If the leaves on your African violet are drooping, it is because there are one or more environmental factors that are not optimal for the plant.
It is possible that the leaves are drooping because you have just brought it home from the store, you are not watering it properly, or you are giving it too much fertilizer.
In this article, we will discuss the different reasons the leaves on your plant may be drooping, and how to solve each problem.
So, if you are currently struggling with drooping African violets, just keep reading.
Why are my African violet’s leaves drooping?
1. Stress from moving
One of the reasons your African violet’s leaves are drooping may be that it is still adjusting to a new environment. If you have just bought the plant and brought it back to your house, remember that the conditions in your house are different from those in the greenhouse or nursery where the plant was growing before.
Greenhouses and nurseries have ideal growing conditions for plants. The temperature and humidity are optimal, they are watered correctly, the light levels are just right, and they are fertilized just enough. Remember that these plants are grown to be the best they can possibly be in order for them to be sold quickly.
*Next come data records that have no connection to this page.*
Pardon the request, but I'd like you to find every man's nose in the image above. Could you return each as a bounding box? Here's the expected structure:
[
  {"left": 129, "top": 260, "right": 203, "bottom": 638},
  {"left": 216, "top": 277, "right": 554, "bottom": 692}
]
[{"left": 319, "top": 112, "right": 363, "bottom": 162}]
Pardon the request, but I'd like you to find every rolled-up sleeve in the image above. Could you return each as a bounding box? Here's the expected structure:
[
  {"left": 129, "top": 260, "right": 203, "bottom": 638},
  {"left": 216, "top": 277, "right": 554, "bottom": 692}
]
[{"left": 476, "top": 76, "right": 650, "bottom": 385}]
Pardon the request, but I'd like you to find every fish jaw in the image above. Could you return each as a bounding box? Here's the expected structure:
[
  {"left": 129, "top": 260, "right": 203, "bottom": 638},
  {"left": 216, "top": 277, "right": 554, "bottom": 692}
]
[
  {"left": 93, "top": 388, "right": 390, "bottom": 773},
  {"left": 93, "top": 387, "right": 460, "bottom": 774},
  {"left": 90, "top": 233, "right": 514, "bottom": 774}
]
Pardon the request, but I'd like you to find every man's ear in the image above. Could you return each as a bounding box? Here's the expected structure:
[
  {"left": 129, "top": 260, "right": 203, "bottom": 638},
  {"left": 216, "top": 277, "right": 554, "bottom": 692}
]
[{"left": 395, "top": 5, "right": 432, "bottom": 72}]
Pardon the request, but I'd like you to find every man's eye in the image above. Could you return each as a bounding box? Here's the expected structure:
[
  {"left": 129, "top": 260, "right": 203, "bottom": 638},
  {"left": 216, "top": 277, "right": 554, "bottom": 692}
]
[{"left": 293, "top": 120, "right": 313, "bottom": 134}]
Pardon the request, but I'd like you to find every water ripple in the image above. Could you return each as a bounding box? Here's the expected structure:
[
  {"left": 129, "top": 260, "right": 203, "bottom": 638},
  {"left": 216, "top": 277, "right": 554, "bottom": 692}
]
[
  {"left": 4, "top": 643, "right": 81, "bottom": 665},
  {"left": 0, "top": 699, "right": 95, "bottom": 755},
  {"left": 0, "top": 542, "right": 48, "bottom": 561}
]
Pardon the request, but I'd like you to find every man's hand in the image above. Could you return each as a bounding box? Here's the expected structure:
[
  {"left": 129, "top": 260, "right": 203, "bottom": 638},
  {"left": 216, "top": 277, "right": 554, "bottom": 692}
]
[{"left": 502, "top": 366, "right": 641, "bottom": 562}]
The moment you remove the plant from the nursery, the temperature and humidity will be different and these environmental changes will have an immediate effect on the plant. No matter how hard you try to replicate the conditions of the greenhouse, you will never get it quite right, unless you build your own greenhouse on your property. The best you can do is create conditions in your home as close as possible to the growing conditions in the greenhouse.
The environmental changes will cause the plant stress, which is why the leaves start to droop.
There really is not much you can do in this situation, aside from providing the best possible care for the plant as it adjusts. Over time, it will adapt to its new surroundings, provided the conditions are not too far removed from those of its natural habitat.
2. Improper watering
One of the most common reasons your African violet’s leaves may be drooping is that you are not watering it correctly.
Improper watering techniques can cause a host of problems in African violets.
If you are underwatering the plant, the soil will become too dry and, because the plant is not getting enough moisture, the leaves will start to droop.
Save an underwatered plant by flushing the soil with water until the excess flows out from the drainage holes at the bottom of the pot. Make sure all of the soil in the pot is wet so all of the roots have access to water.
If you overwater the plant, this can also lead to drooping leaves. When the soil around the plant’s roots are always waterlogged, the roots will drown and die. Opportunistic pathogens can then take advantage of the situation and exacerbate the roots’ decay. The rot will travel up the plant until the crown root is also affected. Because the roots are badly damaged, they can no longer effectively transfer nutrients and water from the soil into the plant, and the plant will become malnourished and waterlogged. The leaves will become soft, mushy and droopy.
Save your overwatered plant by checking the roots for rot. Remove the plant from the soil and shake or wash off as much soil as you can from the roots. Inspect all of the roots and remove any brown or black roots using sterilized scissors. Spray the healthy white roots with fungicide and let the plant dry out on a paper towel.
After a few hours, when the roots are dry, replant the African violet in a pot with drainage holes using fresh, well-draining soil.
Water your plant only when the soil is dry to the touch. If the soil is still damp when you touch it, wait one or two days and check it again.
3. Too much fertilizer
Giving your plant too much fertilizer can also cause its leaves to droop. The buildup of mineral salts in the soil leads to fertilizer scorching and burning. This manifests as the browning of the leaf tips and edges. If the buildup of mineral salts reaches toxic levels, it can kill the plant.
The mineral salts will build up on the petioles and stem of the plant, as well as in the soil and around the rim of the pot.
Save your plant by flushing the soil several times with lukewarm water until about four or five cups’ worth of water has flowed out of the pot’s drainage holes.
Repeat this process every few weeks, even if you do not see buildup, as long as you are fertilizing the plant. Do not fertilize the plant for the next few months until you are sure that all of the fertilizer has been flushed out. If you do resume fertilizing, make sure you use a diluted and gentle solution on the plant.
The leaves on your African violet will start to droop if any environmental factor causes the plant stress. To fix the problem, you need to figure out which factor is causing the drooping.
The most common causes of drooping African violet leaves are stress from moving, incorrect watering, or too much fertilizer.
As long as you provide the plant with growing conditions as close as possible to those of their natural habitat, the drooping should correct itself and your plant should get back to normal.